The raw scRNA-seq FASTQ files of PBMCs from 13 patients and 5 healthy controls were downloaded from the Genome Sequence Archive of the Beijing Institute of Genomics (BIG) Data Center (http://bigd.big.ac.cn/gsa-human, accession HRA000150). The 13 patients with COVID-19 were classified into three clinical conditions: moderate (n = 7), severe (n = 4) and convalescent (conv; n = 6, of whom 4 were paired with moderate cases). The downloaded reads were then processed individually using the Cell Ranger (v.4.0.0, 10xgenomics, https://www.10xgenomics.com/) count pipeline with the GRCh38 human reference genome to generate gene expression matrices. The subsequent analyses were performed by R (v.4.0.2) scripts with the Seurat (v.3.2.2) package as described in our previous study (13). Briefly, the Cell Ranger output filtered gene expression matrices were further filtered according to the parameters in our previous study (13). The genes expressed at a percentage of 0.1% cells or more were kept for every sample. The cells were filtered as following criteria: (1) the number of genes is equal to or larger than 500; (2) the number of unique molecular identifiers (UMIs) is equal to or larger than 800; (3) the percentage of the mitochondrial genes is no more than 10%. Those cells that did not satisfy the above criteria were removed. Then, the datasets from different samples from four conditions were integrated into an integrated and unbatched dataset using the “standard workflow”, as described at https://satijalab.org/seurat/v3.2/integration.html.
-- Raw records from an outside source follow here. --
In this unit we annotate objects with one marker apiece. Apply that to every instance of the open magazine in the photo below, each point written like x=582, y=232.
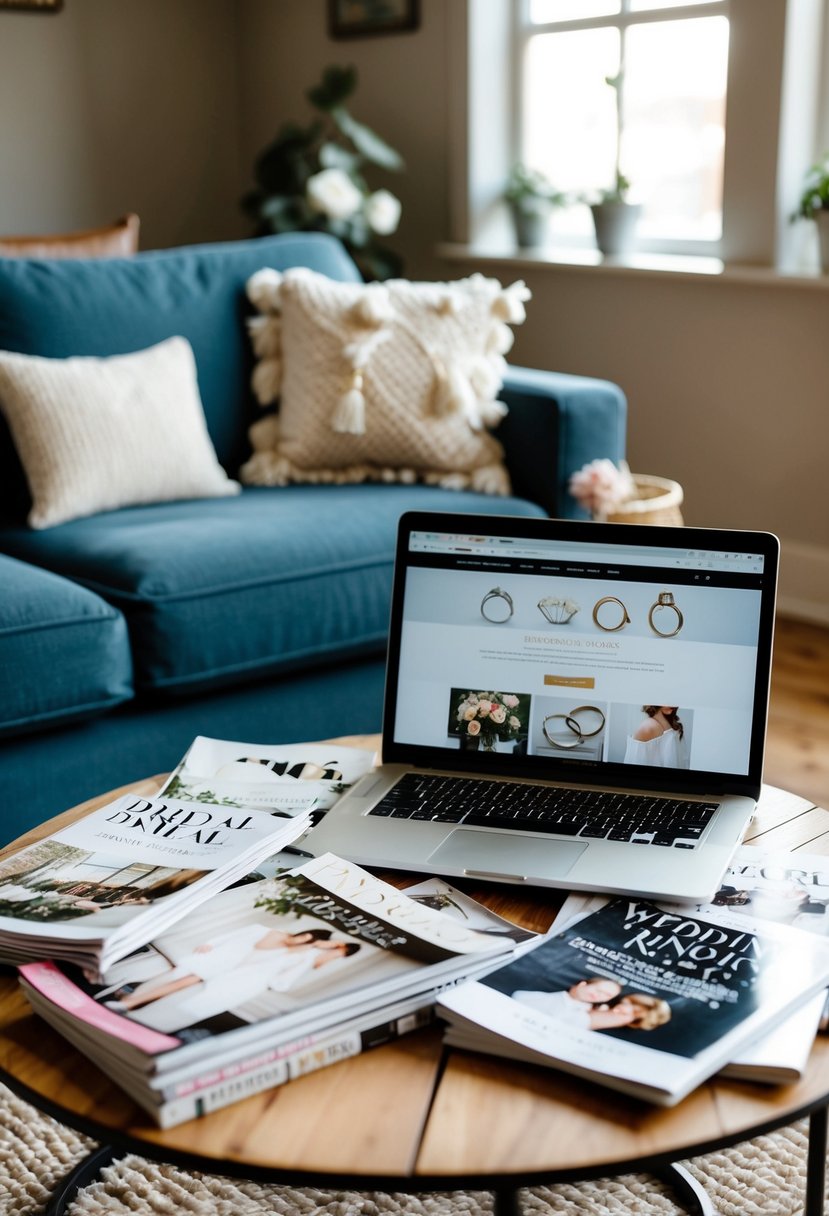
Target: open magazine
x=107, y=883
x=641, y=997
x=270, y=979
x=269, y=776
x=788, y=888
x=282, y=778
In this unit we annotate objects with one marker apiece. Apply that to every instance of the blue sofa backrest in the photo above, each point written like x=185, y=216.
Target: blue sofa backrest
x=112, y=307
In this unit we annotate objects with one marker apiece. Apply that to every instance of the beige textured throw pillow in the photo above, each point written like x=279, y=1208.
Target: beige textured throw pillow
x=393, y=381
x=95, y=434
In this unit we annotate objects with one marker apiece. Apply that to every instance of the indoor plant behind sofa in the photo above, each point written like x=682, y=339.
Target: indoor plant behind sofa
x=259, y=617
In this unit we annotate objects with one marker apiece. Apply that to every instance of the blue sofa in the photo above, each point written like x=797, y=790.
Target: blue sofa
x=260, y=617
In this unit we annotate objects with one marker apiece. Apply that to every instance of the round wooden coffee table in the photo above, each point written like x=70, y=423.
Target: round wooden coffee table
x=415, y=1116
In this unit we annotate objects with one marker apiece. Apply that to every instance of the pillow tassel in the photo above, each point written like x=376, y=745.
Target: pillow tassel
x=350, y=414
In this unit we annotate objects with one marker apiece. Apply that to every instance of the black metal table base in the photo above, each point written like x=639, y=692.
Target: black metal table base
x=506, y=1199
x=84, y=1172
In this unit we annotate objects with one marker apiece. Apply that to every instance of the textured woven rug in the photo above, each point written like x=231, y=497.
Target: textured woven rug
x=762, y=1176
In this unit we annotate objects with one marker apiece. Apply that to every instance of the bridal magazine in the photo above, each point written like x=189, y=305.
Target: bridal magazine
x=270, y=980
x=107, y=883
x=788, y=888
x=641, y=997
x=285, y=778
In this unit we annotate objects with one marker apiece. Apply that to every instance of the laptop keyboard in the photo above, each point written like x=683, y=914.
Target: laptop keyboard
x=638, y=818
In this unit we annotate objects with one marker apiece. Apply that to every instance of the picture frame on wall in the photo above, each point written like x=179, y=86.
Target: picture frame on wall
x=33, y=5
x=360, y=18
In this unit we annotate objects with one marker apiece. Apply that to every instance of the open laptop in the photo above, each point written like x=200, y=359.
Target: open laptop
x=568, y=704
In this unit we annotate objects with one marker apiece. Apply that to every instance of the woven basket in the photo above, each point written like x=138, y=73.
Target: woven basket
x=658, y=501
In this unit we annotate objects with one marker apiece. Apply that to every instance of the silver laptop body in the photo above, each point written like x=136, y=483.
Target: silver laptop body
x=577, y=663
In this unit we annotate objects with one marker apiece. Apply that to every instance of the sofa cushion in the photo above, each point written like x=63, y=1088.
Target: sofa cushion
x=226, y=590
x=95, y=434
x=63, y=652
x=385, y=382
x=112, y=307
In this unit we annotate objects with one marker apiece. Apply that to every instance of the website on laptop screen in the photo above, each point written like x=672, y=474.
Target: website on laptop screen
x=621, y=654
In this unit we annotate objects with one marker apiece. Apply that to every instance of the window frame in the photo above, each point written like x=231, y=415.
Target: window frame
x=756, y=200
x=524, y=31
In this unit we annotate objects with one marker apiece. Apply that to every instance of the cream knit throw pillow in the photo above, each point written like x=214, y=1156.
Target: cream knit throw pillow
x=94, y=434
x=393, y=382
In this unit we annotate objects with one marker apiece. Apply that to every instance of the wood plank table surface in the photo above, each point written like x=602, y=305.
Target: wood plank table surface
x=412, y=1115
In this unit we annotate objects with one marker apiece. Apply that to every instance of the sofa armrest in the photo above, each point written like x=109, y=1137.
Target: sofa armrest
x=557, y=423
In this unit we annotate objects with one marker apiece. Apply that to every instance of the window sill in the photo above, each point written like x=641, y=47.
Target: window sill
x=635, y=265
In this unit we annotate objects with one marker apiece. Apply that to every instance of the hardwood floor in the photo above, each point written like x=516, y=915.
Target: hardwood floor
x=798, y=746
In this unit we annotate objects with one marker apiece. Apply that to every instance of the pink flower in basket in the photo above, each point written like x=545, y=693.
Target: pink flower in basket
x=601, y=487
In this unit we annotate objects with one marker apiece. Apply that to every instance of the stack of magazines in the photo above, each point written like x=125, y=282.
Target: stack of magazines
x=197, y=953
x=269, y=980
x=102, y=887
x=653, y=998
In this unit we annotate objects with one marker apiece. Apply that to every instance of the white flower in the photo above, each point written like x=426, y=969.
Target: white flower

The integrated dataset was scaled and principal components analysis (PCA) was calculated. The top 20 principal components (PCs) were selected to construct a shared nearest neighbor (SNN) network and an unsupervised graph-based clustering approach, the Louvain algorithm, was applied to cluster cells with a parameter resolution = 1.5. Clusters were then classified and annotated based on the selected classic markers (13). Specifically, MAIT cells were located using marker SLC4A10 (encoding solute carrier family 4 member 10) and TRAV1-2 (encoding T cell receptor alpha variable 1-2) and were extracted to another dataset to perform downstream analyses. Finally, uniform manifold approximation and projection (UMAP) was applied to visualize the clustering result in a two-dimensional space (27).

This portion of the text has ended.